- Born: October 21, 1944 North Charleston, South Carolina, U.S.
- Died: August 22, 2013 (aged 68) Charleston, South Carolina, U.S.
- Education: University of South Carolina School of Law
- Occupation: Lawyer

= Ronald Motley =

American lawyer

Ronald L. Motley (October 21, 1944 - August 22, 2013) was an American trial attorney and a principal of Motley Rice LLC-a law firm based in Mount Pleasant, South Carolina. He is best known for leading lawsuits against tobacco and asbestos companies.

==Early life and education==
Motley grew up in North Charleston, South Carolina, where his father owned an Amoco gas station.
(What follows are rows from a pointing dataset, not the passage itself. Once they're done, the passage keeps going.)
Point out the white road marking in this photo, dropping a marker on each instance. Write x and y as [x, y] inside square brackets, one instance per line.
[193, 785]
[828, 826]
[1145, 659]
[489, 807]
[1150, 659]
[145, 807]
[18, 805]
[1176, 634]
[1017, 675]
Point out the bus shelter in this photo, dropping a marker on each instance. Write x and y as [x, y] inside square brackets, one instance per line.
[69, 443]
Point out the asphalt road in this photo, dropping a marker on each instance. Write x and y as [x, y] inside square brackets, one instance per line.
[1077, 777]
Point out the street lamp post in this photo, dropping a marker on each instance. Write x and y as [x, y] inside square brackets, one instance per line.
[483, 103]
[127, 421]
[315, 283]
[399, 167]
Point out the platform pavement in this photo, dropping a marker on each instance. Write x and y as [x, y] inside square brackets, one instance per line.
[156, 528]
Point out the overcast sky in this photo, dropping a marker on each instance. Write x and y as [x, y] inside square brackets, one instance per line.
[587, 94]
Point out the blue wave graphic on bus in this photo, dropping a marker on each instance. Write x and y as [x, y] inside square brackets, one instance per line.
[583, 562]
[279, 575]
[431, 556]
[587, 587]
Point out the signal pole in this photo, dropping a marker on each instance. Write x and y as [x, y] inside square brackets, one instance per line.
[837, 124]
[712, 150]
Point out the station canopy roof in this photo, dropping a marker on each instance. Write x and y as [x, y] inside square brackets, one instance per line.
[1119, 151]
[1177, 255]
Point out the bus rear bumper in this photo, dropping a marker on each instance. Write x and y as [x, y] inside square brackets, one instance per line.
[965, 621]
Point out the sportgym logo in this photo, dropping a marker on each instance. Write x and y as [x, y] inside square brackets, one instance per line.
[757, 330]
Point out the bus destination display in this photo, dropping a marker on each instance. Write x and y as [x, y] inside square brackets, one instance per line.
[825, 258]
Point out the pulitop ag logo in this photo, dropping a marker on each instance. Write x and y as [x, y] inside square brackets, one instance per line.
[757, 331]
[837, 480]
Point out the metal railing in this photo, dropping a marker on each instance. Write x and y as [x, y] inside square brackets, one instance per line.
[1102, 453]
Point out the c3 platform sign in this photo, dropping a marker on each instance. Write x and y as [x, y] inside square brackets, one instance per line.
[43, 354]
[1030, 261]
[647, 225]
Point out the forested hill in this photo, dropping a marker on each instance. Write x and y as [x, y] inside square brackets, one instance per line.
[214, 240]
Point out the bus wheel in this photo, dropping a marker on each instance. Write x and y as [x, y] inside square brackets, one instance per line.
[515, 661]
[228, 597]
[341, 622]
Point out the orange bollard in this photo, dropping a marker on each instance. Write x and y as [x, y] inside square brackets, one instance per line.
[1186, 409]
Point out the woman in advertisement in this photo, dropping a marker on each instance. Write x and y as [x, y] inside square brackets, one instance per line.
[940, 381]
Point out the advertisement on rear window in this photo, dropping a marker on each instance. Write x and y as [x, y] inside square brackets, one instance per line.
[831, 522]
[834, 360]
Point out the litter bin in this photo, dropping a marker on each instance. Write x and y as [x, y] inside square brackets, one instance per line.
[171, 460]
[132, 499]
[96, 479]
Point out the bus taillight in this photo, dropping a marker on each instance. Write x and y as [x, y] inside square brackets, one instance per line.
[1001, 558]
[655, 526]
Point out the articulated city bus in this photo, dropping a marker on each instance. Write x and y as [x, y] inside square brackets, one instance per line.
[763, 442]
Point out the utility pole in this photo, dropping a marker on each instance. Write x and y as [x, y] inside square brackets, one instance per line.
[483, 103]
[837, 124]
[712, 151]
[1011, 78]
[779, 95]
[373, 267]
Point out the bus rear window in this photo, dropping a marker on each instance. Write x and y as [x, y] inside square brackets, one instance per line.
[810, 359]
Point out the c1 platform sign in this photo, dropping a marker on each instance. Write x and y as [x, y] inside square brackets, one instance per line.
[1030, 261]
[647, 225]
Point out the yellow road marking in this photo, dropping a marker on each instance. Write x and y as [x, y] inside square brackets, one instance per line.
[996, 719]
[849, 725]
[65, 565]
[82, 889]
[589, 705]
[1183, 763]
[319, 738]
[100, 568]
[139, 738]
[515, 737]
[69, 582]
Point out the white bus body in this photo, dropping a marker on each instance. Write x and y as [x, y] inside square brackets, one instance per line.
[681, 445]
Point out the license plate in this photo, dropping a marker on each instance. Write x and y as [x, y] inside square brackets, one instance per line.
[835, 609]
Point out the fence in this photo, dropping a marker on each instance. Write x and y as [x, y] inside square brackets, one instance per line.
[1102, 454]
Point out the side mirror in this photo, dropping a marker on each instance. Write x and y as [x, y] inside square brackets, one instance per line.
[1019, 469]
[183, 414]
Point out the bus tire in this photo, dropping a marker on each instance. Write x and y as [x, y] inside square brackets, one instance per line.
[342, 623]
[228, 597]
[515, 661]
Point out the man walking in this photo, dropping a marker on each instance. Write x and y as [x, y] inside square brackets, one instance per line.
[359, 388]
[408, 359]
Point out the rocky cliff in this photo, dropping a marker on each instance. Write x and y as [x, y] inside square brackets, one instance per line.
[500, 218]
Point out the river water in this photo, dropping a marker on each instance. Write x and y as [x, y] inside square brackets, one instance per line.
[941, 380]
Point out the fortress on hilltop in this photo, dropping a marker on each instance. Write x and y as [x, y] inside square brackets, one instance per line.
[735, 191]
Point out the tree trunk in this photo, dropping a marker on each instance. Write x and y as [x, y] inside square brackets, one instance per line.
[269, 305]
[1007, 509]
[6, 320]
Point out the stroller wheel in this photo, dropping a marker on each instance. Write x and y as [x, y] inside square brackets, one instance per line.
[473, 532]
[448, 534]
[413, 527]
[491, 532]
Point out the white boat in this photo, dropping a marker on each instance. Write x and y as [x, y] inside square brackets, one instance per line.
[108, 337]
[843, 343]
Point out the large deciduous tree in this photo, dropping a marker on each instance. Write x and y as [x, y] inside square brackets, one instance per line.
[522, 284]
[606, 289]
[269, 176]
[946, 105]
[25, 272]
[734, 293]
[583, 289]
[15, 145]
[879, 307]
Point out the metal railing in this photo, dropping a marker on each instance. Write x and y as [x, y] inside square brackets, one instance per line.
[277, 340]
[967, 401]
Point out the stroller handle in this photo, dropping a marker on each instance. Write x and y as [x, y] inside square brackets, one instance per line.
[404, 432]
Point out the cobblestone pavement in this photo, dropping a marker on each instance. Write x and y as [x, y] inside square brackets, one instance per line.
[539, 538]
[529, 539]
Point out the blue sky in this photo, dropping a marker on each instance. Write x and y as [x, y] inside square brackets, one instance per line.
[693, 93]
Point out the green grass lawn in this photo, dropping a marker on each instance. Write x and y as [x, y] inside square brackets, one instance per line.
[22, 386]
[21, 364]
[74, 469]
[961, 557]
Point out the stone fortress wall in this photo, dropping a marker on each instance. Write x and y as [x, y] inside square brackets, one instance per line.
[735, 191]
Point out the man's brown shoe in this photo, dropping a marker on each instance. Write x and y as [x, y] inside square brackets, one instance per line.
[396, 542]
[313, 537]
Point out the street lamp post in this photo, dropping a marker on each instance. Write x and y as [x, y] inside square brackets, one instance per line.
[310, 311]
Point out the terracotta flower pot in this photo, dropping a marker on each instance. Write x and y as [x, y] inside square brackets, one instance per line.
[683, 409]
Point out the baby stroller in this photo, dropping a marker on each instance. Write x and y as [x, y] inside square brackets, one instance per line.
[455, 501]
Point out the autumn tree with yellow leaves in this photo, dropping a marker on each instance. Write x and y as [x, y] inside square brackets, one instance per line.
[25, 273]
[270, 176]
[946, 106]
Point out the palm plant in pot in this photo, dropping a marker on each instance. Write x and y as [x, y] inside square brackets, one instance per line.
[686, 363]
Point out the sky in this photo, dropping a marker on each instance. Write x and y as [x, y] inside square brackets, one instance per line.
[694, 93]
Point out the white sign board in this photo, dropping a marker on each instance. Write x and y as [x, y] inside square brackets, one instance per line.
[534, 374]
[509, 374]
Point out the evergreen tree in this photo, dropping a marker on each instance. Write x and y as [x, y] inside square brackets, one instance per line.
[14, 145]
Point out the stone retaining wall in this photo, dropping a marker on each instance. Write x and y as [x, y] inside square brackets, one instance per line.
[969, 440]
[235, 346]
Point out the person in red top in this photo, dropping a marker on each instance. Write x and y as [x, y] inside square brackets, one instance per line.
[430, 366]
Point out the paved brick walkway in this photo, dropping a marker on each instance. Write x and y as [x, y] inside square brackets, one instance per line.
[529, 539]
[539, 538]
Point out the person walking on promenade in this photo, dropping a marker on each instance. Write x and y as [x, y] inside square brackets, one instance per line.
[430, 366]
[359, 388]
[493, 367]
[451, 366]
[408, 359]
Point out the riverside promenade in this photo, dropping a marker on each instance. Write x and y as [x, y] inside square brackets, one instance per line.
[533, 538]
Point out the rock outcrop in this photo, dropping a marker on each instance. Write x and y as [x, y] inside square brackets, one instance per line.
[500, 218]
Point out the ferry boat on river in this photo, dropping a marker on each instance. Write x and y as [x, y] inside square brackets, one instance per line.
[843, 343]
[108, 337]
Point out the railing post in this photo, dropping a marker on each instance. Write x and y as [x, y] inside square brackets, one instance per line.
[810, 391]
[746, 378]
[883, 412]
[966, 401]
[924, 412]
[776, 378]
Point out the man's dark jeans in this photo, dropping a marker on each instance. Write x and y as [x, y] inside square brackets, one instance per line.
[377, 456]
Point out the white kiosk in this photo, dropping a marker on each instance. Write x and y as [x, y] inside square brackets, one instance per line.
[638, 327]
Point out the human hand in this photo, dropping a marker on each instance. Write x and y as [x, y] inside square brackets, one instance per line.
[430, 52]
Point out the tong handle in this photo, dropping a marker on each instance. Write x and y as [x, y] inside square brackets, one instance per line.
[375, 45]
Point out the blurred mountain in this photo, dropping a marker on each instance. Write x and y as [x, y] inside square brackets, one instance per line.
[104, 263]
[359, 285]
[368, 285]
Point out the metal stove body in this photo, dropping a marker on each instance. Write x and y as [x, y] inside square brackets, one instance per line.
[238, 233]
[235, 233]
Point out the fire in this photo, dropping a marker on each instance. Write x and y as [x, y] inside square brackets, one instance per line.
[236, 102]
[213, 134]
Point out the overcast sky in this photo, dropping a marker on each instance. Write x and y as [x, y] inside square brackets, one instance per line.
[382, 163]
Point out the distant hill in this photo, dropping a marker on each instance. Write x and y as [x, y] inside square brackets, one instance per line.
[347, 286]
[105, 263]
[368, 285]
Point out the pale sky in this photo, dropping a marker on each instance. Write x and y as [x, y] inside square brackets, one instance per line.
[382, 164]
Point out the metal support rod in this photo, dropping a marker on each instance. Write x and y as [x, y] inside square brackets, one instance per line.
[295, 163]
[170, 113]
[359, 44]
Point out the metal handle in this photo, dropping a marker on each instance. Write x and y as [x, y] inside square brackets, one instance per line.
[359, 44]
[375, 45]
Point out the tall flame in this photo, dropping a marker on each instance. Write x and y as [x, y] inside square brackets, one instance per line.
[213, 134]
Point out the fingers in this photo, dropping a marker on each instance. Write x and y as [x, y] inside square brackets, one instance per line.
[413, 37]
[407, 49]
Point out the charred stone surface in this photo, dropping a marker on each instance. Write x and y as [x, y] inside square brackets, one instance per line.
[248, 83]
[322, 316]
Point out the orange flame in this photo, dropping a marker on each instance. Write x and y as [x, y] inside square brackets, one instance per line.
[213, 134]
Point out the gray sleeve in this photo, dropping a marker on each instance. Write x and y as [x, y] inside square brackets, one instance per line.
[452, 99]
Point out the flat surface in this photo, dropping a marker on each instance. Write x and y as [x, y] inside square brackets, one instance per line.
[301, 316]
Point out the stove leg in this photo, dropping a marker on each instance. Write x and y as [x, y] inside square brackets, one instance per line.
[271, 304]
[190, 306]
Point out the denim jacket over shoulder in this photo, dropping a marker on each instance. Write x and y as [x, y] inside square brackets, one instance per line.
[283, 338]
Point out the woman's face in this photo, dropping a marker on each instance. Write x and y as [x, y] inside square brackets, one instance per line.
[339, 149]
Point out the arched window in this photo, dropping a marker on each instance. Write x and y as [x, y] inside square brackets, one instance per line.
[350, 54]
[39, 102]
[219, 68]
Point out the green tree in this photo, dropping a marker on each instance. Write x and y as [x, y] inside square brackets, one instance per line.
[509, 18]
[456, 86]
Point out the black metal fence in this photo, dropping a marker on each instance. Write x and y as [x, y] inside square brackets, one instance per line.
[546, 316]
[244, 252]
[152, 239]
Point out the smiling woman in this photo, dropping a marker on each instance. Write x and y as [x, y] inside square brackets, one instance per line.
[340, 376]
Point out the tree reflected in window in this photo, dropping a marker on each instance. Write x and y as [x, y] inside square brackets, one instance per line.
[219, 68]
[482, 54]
He graduated from the University of South Carolina School of Law in 1971.

==Career==
Motley was lead counsel for more than 6,500 family members and survivors of the September 11 attacks seeking justice against al-Qaeda's financiers.

Motley won major judgments for his clients against the asbestos and tobacco industries. Motley was portrayed by Bruce McGill in the 1999 film The Insider, starring Russell Crowe.

==Death==
Motley died on August 22, 2013, after a prolonged illness. The cause of death was described by one colleague as "respiratory complications" and by another as "complications from organ failure".